One of the most remarkable brand “builds” in my mind was that of Dos Equis. Prior to the launch of its “Most Interesting Man in the World” campaign in 2006, I’d never even heard of the product. Now I have to give a disclaimer here that I don’t actually drink beer; however, I was certainly familiar with other campaigns from Budweiser, Coors, Corona and Heineken (which owns Dos Equis.) Within the first year the ads began to run, with its “don’t always, but when I do” messaging however, Dos Equis was, in my mind, leading the pack when it came to brand recognition.
What attracted me to it? Certainly, the combination of storytelling, wit and improbability made it memorable. The not-quite-old, not-quite-young face and sophistication of actor Jonathan Goldsmith was compelling. Even the carefully paced voice overs drew me in–although one of my personal favorites lacked the voice over:
The campaign’s success unsurprisingly gave rise to imitation (along with a dizzying number of memes). But recently one such copycat campaign has caused me to shake my head. Why? Because it was done by a more than century-old national brand, and its attempt to be “cool” makes it only seem all-the-more desperate.
I give you Lee Jeans “The Lee Man”:
Notice anything familiar? If you don’t, I’ll be surprised.
When the new spots rolled out, AdAge reported that the new ads were a throwback to the founder’s view of a “can-do” lifestyle. They quotes VF-Cor’s VP of marketing, Kim Yates, “There’s this playfulness, an unpretentious nature of who we are that’s always been there in the humorous way we approach the consumer and we wanted to bring that back.”
The problem is that there is nothing remotely similar to the Lee brand of past years in this new campaign. It also seems outdated, even though it’s a new campaign. It is equal parts laughable and sad that GSD&M, the agency which has created stellar work for Walgreens, Southwest Airlines and the US Air Force, also created these ads. In fact, I can’t help but wonder if these ads were the folks at Lee dictating “we want do the Dos Equis ads but with denim” and essentially not giving GSD&M any real choice. (Yes, I’ve seen these types of scenarios firsthand).
3 Important Brand Lessons
So what’s the takeaway here? Here are 3 primary branding lessons I’ve been reminded of as I’ve watched the latest Lee Jeans campaign:
- Be authentic to who YOU are as a brand. You can be clever, you can use humor, you can tell you story in a myriad of ways…but make sure it’s really you. This ensures that your current customers aren’t left questioning where their brand of choice went while still allowing you to attract new customers.

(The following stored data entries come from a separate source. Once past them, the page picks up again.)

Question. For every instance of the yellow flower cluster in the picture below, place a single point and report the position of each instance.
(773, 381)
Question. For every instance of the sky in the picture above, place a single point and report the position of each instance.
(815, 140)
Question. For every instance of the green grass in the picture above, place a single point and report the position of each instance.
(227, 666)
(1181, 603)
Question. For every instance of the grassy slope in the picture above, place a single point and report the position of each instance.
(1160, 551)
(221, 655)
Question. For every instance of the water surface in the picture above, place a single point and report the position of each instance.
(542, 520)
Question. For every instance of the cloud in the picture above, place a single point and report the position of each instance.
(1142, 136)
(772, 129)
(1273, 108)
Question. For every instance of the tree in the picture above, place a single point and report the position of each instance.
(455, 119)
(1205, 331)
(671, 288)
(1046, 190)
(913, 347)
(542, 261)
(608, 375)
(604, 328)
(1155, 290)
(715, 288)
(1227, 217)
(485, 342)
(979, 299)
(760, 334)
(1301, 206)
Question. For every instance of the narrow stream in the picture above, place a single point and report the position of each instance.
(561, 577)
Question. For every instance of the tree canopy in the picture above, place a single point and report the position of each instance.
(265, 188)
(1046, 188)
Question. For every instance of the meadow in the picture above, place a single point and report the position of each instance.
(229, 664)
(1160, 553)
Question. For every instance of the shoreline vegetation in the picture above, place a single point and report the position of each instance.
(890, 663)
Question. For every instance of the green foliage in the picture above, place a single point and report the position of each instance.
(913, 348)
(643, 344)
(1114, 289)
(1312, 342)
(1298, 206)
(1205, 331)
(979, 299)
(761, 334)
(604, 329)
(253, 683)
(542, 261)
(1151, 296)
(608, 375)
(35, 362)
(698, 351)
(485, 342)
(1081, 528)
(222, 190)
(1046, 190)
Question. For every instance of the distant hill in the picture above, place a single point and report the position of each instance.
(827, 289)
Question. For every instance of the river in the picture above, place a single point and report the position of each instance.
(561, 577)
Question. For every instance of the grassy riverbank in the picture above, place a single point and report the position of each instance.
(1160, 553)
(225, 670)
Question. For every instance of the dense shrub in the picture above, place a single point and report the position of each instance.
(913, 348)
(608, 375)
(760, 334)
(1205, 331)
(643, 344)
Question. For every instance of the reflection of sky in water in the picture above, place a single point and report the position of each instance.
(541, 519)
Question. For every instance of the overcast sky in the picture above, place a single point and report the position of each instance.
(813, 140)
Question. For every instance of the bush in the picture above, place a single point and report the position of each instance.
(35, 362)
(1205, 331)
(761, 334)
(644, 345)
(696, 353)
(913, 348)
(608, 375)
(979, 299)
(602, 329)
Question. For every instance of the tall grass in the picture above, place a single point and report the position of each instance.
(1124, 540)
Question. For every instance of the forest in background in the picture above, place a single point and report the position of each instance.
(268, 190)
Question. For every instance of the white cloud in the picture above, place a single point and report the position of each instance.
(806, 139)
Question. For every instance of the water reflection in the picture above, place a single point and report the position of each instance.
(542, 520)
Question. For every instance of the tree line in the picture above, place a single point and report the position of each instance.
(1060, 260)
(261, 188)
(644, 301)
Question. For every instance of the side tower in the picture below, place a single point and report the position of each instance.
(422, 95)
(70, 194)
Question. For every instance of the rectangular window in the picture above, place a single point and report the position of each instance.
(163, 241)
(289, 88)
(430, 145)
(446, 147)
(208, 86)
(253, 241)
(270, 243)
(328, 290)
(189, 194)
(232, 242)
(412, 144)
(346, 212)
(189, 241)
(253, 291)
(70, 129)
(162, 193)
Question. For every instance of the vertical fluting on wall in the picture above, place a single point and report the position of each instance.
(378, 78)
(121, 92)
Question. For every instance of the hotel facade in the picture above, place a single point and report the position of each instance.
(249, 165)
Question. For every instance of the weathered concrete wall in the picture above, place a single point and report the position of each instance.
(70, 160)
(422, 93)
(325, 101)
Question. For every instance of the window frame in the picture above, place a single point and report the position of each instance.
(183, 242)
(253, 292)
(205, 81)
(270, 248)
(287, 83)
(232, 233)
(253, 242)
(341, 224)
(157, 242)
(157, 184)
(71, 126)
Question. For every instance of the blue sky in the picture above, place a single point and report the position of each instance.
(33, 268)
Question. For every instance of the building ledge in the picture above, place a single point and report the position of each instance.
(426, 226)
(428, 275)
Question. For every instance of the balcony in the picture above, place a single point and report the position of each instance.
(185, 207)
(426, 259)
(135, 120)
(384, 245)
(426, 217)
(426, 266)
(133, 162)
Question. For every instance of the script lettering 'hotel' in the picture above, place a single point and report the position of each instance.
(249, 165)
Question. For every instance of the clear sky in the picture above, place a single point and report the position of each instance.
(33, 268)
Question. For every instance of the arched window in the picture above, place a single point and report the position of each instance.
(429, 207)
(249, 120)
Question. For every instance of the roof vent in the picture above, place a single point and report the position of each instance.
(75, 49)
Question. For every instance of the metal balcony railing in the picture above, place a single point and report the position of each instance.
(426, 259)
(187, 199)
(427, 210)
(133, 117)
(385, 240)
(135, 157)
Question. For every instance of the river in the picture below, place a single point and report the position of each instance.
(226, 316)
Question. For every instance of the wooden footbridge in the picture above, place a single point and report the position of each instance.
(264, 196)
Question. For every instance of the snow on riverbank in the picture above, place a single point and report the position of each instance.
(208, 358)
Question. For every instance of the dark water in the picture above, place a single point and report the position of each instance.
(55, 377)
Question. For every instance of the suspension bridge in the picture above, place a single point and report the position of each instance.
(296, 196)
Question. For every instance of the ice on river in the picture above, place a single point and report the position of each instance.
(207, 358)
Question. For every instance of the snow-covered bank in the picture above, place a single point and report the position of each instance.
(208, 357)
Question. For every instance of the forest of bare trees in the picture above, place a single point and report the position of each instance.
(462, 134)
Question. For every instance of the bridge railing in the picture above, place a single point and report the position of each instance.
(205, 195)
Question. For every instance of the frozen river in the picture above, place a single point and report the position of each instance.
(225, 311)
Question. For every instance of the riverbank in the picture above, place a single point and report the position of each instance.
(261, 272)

- Be original. Don’t get me wrong–you can always take inspiration from what’s happening around you. The danger lies in going from inspiration to outright imitation.
- Bridge changes in your brand one step at a time. One gentleman I have the opportunity to work with often shares that “evolution is often better than revolution” and I absolutely agree with him. If you want to move in a direction with your marketing, take the steps needed to get there. Don’t just jump from one message to another without some sort of transition to help everyone move with you.
Now perhaps I’m wrong, and Lee Jeans will become the new Dos Equis; only time will tell. But my guess is that this campaign will eventually be replaced by something that’s a little more true to the brand they’ve been building since 1889. In my mind, that’s a good thing. Because I don’t always write about brands, but when I do, I want them to be good ones.